The Prophet (peace be upon him) expressed such principles in brief statements, but the import is applicable in the widest sense. Here is a hadith which lays down five principles in human dealings that are all geared to ensuring fairness. We note that the first principle draws on local conditions in Arabia at the time, yet it has wider applications. Abu Hurayrah reports: The Prophet has forbidden that an urban man should sell the goods of a Bedouin. Do not drive prices upwards. Let not anyone undersell his brother, nor propose to a woman when his brother has proposed to her. Let not any woman ask for her sister's divorce so as to take her husband. (Related by Al-Bukhari)

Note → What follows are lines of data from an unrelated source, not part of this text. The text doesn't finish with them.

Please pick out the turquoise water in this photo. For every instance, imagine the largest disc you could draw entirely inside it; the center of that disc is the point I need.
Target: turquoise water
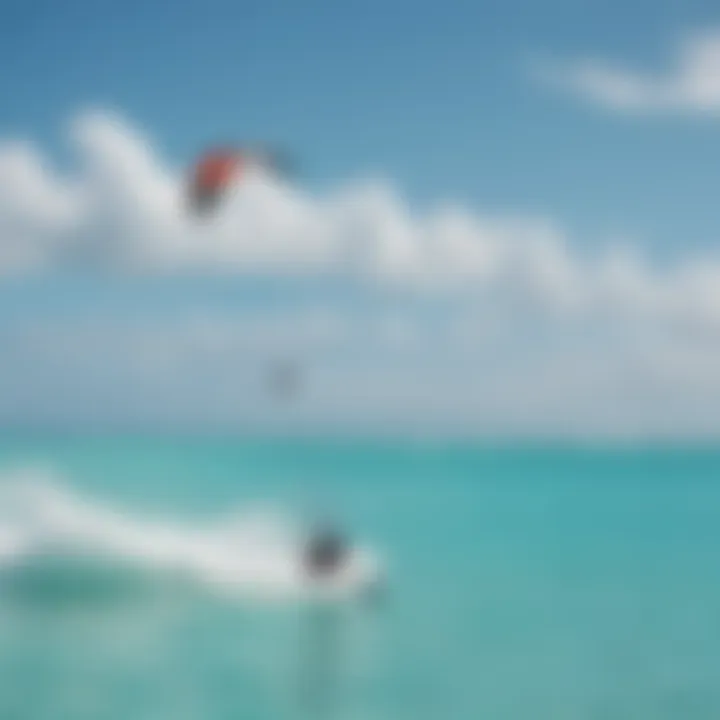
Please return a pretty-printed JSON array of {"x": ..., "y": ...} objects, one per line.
[{"x": 525, "y": 583}]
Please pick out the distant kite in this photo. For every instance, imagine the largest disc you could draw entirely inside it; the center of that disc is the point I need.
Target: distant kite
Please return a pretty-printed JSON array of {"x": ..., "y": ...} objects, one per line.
[
  {"x": 217, "y": 169},
  {"x": 284, "y": 379}
]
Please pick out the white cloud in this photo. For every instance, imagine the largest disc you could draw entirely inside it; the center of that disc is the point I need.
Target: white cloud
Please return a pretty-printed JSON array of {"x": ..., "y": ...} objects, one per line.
[
  {"x": 509, "y": 328},
  {"x": 690, "y": 85},
  {"x": 122, "y": 210}
]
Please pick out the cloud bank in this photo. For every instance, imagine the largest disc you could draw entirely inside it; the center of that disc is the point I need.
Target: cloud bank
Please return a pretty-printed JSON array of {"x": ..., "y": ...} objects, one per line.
[
  {"x": 496, "y": 325},
  {"x": 121, "y": 210},
  {"x": 690, "y": 86}
]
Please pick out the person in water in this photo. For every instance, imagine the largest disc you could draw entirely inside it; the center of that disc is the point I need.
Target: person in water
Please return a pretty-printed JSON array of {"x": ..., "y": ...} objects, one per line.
[{"x": 326, "y": 551}]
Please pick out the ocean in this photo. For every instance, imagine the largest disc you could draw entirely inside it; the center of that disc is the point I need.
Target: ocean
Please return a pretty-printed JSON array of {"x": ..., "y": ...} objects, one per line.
[{"x": 524, "y": 583}]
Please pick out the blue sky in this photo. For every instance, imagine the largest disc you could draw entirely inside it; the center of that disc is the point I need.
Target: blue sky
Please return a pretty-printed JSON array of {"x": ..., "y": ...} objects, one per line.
[
  {"x": 435, "y": 95},
  {"x": 407, "y": 107}
]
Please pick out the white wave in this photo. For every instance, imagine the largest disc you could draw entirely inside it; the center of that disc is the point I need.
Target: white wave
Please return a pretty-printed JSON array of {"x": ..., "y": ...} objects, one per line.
[{"x": 251, "y": 553}]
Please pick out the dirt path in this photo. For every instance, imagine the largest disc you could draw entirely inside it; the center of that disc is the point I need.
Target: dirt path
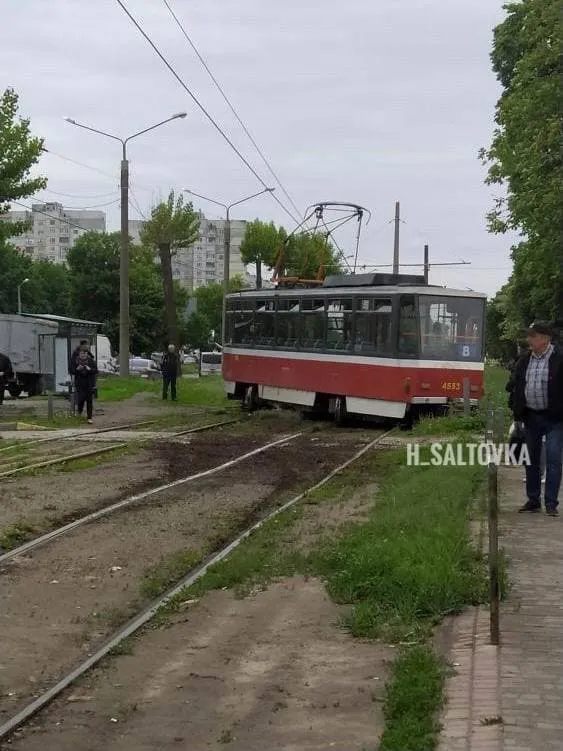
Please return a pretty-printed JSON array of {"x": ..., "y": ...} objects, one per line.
[
  {"x": 60, "y": 600},
  {"x": 52, "y": 497},
  {"x": 273, "y": 671}
]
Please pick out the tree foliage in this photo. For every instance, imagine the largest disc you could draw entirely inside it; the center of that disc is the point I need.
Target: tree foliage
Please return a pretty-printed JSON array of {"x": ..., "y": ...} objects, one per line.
[
  {"x": 307, "y": 255},
  {"x": 209, "y": 313},
  {"x": 19, "y": 151},
  {"x": 94, "y": 290},
  {"x": 260, "y": 245},
  {"x": 173, "y": 224},
  {"x": 526, "y": 157}
]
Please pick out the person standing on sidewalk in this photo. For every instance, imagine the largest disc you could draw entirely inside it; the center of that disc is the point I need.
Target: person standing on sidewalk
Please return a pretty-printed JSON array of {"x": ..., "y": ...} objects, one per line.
[
  {"x": 84, "y": 370},
  {"x": 171, "y": 368},
  {"x": 6, "y": 374},
  {"x": 536, "y": 399}
]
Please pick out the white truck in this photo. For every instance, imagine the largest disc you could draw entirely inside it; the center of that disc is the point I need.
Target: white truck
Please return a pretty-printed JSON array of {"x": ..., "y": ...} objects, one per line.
[{"x": 30, "y": 345}]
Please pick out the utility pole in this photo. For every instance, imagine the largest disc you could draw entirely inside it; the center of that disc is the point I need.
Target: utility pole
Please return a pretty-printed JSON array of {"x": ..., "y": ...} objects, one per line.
[
  {"x": 227, "y": 245},
  {"x": 25, "y": 281},
  {"x": 124, "y": 242},
  {"x": 124, "y": 268},
  {"x": 396, "y": 238},
  {"x": 227, "y": 252}
]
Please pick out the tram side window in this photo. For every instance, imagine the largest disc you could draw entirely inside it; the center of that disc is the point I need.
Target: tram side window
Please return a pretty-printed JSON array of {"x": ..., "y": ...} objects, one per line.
[
  {"x": 408, "y": 329},
  {"x": 241, "y": 322},
  {"x": 339, "y": 324},
  {"x": 451, "y": 327},
  {"x": 264, "y": 323},
  {"x": 287, "y": 323},
  {"x": 312, "y": 323},
  {"x": 373, "y": 326}
]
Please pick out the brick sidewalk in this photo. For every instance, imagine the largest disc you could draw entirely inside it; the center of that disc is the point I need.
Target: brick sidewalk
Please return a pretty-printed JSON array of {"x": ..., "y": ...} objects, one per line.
[{"x": 520, "y": 683}]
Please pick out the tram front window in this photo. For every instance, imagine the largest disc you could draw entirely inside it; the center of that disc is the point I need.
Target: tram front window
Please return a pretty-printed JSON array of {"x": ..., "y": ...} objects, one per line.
[{"x": 451, "y": 328}]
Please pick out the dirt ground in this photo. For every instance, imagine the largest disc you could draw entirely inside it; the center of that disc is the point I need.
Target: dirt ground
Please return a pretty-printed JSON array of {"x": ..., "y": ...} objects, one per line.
[
  {"x": 53, "y": 497},
  {"x": 142, "y": 406},
  {"x": 62, "y": 599},
  {"x": 273, "y": 671}
]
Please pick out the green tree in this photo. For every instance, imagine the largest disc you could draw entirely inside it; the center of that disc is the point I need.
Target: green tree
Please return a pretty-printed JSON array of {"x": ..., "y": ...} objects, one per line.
[
  {"x": 48, "y": 290},
  {"x": 307, "y": 255},
  {"x": 93, "y": 264},
  {"x": 500, "y": 344},
  {"x": 19, "y": 151},
  {"x": 94, "y": 290},
  {"x": 526, "y": 157},
  {"x": 261, "y": 245},
  {"x": 173, "y": 224},
  {"x": 14, "y": 268},
  {"x": 209, "y": 312}
]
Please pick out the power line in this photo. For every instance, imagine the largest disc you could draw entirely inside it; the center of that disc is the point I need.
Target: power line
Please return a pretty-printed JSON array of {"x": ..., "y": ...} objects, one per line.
[
  {"x": 201, "y": 107},
  {"x": 229, "y": 103},
  {"x": 62, "y": 220},
  {"x": 71, "y": 195},
  {"x": 86, "y": 208}
]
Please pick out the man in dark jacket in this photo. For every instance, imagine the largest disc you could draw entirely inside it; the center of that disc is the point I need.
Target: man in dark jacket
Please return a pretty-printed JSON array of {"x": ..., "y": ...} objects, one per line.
[
  {"x": 6, "y": 374},
  {"x": 84, "y": 369},
  {"x": 536, "y": 399},
  {"x": 171, "y": 368}
]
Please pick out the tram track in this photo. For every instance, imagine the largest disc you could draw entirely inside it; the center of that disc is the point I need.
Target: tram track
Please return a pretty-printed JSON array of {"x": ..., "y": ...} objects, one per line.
[
  {"x": 137, "y": 498},
  {"x": 11, "y": 456},
  {"x": 146, "y": 614}
]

The first principle may sound strange unless the local conditions at the time are taken into account. What it refers to is the case when a Bedouin or a villager comes into town to sell his goods. He hopes to get the current price for his goods. He is seen by a local trader who offers him to sell his goods for him gradually, at a higher price. If the goods are of the type that is needed all the time by most if not all people, the offer really intends to drive the price up by withholding some of the quantity on offer. The urban trader is simply offering to keep the quantity brought by the Bedouin or the villager so that what is available in the market remains low. This is bound to raise the price, or at least keep it high. Offering the whole quantity straightaway means availability of the goods, which prevents prices from rising, if not actually lowering them. Hence, what the urban trader offers is forbidden.

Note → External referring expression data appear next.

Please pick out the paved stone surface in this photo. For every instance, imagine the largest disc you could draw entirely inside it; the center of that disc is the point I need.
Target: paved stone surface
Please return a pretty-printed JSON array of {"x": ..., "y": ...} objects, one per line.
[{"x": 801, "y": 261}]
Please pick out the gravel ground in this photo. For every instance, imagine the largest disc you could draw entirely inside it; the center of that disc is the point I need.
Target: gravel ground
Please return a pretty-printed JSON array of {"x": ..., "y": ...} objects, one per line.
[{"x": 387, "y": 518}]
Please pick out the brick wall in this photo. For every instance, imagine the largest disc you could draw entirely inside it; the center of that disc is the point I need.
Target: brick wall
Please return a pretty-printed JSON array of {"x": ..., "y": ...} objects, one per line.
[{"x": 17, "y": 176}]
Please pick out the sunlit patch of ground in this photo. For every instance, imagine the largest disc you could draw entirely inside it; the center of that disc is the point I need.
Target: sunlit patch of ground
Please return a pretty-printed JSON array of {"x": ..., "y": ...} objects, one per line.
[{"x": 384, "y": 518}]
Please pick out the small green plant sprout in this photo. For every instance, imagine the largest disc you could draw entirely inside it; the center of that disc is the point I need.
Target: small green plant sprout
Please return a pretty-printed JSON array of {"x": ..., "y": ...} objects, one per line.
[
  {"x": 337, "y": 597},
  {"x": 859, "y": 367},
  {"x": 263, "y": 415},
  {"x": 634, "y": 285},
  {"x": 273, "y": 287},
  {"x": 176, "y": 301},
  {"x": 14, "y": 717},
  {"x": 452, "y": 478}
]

The question arises here about the reverse situation, which means that the Bedouin or the villager requests the urban trader to sell his goods for him at the appropriate time and price. This comes under seeking advice and benefiting by expertise. If it remains within this area, not intended to artificially raise prices, then it is permissible.
The second principle outlined in the Hadith forbids driving prices up by false means. This used to take the form of someone who attends a sale to drive the price of the commodity upwards. He has no intention of buying it, but offers to pay a price higher than what the purchaser is offering. He does so that the purchaser will offer more. This could be a trick agreed by the person making the offer and the seller. Both know that this person is not interested in the commodity and has no real intention of buying it. He is only interfering in the sale in order to ensure that the seller gets a higher price for it. This is again forbidden, particularly if it is agreed upon beforehand.
In both these situations, the ultimate buyer or the consumer will suffer as he will have to buy at a higher price. Islam wants a fair deal for all. This means that the seller gets a healthy profit and the buyer does not have to pay more than the fair price.